Captive Portal Authentication

Our proxy will utilize Azure Active Directory authentication with the help of Captive Portal. The idea is simple - if a connecting user is not known for the proxy, the proxy redirects the user to authentication page of Azure Active Directory.

After credentials are verified correctly, Azure Active Directory tells the proxy which user name should be used for the connection. The proxy will then select the appropriate web filtering policy, apply filtering algorithms, save the information about the user in the traffic monitor and reporting modules.

Provision Captive Portal App

In order to the proxy to be able to redirect users to Azure Active Directory we need to register the proxy Captive Portal application in the Azure Active Directory. So, login into your Azure portal and click Azure Active Directory on the left dark menu and then select the App Registrations menu item.

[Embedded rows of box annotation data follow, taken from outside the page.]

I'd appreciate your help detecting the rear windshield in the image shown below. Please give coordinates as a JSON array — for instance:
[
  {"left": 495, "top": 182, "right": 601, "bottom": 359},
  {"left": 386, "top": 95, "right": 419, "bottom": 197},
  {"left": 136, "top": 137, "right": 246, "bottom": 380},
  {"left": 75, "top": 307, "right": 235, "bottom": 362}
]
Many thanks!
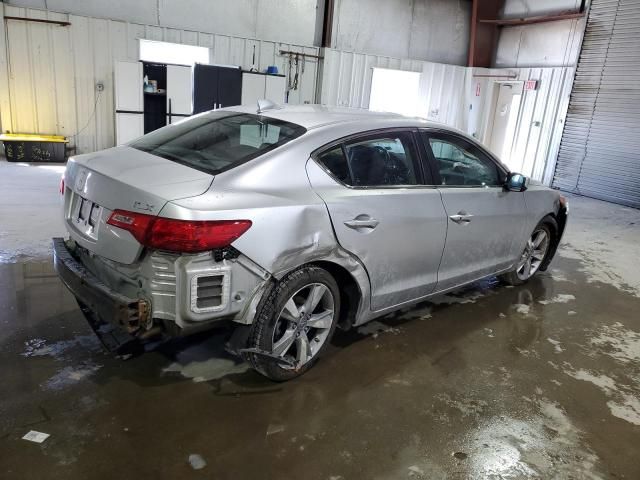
[{"left": 129, "top": 111, "right": 306, "bottom": 175}]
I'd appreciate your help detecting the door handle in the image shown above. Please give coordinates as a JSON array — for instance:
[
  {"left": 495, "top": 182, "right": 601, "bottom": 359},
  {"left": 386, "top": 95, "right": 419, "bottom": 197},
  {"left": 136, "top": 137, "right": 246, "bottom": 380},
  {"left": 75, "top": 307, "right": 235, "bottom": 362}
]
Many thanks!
[
  {"left": 344, "top": 218, "right": 380, "bottom": 230},
  {"left": 449, "top": 211, "right": 473, "bottom": 225}
]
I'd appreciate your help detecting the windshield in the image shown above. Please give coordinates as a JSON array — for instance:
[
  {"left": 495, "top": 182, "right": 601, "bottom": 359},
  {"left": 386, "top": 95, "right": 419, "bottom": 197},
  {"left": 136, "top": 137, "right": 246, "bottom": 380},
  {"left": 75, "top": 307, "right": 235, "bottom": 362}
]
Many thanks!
[{"left": 129, "top": 111, "right": 306, "bottom": 175}]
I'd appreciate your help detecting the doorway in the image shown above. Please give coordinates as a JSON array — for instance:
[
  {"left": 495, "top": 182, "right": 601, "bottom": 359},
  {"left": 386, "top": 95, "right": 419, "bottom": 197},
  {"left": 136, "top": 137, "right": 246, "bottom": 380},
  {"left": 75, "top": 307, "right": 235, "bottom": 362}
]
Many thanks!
[{"left": 487, "top": 82, "right": 523, "bottom": 166}]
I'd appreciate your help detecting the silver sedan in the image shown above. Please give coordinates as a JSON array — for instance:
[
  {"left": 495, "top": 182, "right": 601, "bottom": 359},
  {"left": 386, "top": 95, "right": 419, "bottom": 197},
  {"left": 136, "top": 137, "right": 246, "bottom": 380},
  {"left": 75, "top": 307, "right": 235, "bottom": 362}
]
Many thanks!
[{"left": 54, "top": 104, "right": 567, "bottom": 381}]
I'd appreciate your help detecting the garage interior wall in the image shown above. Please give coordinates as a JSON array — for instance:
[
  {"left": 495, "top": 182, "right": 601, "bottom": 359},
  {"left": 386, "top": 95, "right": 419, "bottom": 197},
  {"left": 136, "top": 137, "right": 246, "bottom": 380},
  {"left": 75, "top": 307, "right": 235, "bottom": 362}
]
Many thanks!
[
  {"left": 4, "top": 0, "right": 324, "bottom": 45},
  {"left": 553, "top": 0, "right": 640, "bottom": 208},
  {"left": 331, "top": 0, "right": 471, "bottom": 65},
  {"left": 0, "top": 4, "right": 319, "bottom": 153},
  {"left": 321, "top": 49, "right": 574, "bottom": 185},
  {"left": 493, "top": 0, "right": 586, "bottom": 67}
]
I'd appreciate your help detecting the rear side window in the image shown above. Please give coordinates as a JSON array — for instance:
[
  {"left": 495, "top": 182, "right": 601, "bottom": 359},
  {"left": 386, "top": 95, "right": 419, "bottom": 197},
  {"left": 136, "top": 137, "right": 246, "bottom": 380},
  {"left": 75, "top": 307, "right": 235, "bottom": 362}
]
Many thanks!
[
  {"left": 317, "top": 134, "right": 418, "bottom": 187},
  {"left": 422, "top": 133, "right": 503, "bottom": 187},
  {"left": 129, "top": 112, "right": 306, "bottom": 174}
]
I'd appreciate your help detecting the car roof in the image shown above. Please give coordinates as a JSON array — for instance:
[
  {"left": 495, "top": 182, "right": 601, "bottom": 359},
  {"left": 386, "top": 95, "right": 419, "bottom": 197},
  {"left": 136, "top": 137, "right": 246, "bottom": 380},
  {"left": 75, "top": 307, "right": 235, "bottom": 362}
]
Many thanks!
[{"left": 224, "top": 105, "right": 442, "bottom": 130}]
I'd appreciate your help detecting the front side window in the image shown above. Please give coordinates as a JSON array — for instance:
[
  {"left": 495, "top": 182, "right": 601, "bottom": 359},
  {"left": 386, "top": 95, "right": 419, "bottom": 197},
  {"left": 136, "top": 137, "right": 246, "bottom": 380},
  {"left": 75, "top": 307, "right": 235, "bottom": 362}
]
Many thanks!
[
  {"left": 423, "top": 134, "right": 502, "bottom": 187},
  {"left": 318, "top": 134, "right": 418, "bottom": 187},
  {"left": 129, "top": 112, "right": 306, "bottom": 175}
]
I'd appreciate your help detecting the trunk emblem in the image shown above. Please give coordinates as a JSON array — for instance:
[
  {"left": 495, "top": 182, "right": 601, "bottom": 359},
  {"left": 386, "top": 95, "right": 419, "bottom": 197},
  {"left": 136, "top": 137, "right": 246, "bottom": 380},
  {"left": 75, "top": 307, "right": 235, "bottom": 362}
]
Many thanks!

../../_images/aad_overview.png

Choose New Registration from the top as shown on the following screenshot.

../../_images/aad_new_registration.png

Follow the steps on the wizard providing the following information and click the Register button. Be sure to change the name of proxy.diladele.dev to your actual proxy name of course.

Display Name

Proxy Authentication Portal

Account types

Single Tenant

Redirect URI

Select Web, https://proxy.diladele.dev/portal/login/azure_ad/callback/

After registration, click the Authentication menu on the left and add the following values too.

Logout URL

https://proxy.diladele.dev/portal/logout/azure_ad/complete/

Implicit grant

Set only ID tokens (used for implicit and hybrid flows) checkbox

../../_images/aad_auth.png

Next, generate a client secret (application password) for our app in Certificates and Secrets menu on the left. Be sure to note the client secret (which looks like a long randomly generated string of characters) because you would need it in actual Captive Portal settings later.

../../_images/aad_secret.png

Important

The client secret has specific validity period after which it expires which will mean proxy authentication will fail. So, it might be a good idea somehow not to forget to re-generate that client secret in the future.

Finally, adjust the claims (information about the user) that will be present in the authentication response from Azure Active Directory to contain the list of assigned groups of the authenticated user. This will allow you to use security groups from Azure Active Directory as members of web filtering policies, greatly simplifying overall management of the application.

../../_images/add_groups_claim.png

Configure Captive Portal in Admin UI

Next, we need to configure the proxy side for the Captive Portal authentication. This can be done at Admin UI / Squid / Auth / Captive Portal. Select the Auth Backends tab and click the Azure Active Directory integration settings.

../../_images/admin_ui_backends.png

Fill in the settings with the following example information. Please be sure to put actual values for your specific case.

Authority

https://login.microsoftonline.com/diladele.dev

Client ID

a GUID string like 655B2BFA-14D4-4174-BB07-DDBE40FDBDC7

Client Secret

long string of chars we have generated earlier

../../_images/admin_ui_integration.png

Now switch to the General tab and set the Portal Address to your proxy fully qualified domain name (proxy.diladele.dev in our example). Note this is important as Captive Portal is not able to determine correct FQDN/IP address to redirect to if deployed in Microsoft Azure.

../../_images/portal_enable.png

Click Save Changes and then Apply Settings from top right corner of Admin UI. Our proxy is now ready to redirect connecting clients to the Azure Active Directory for authentication.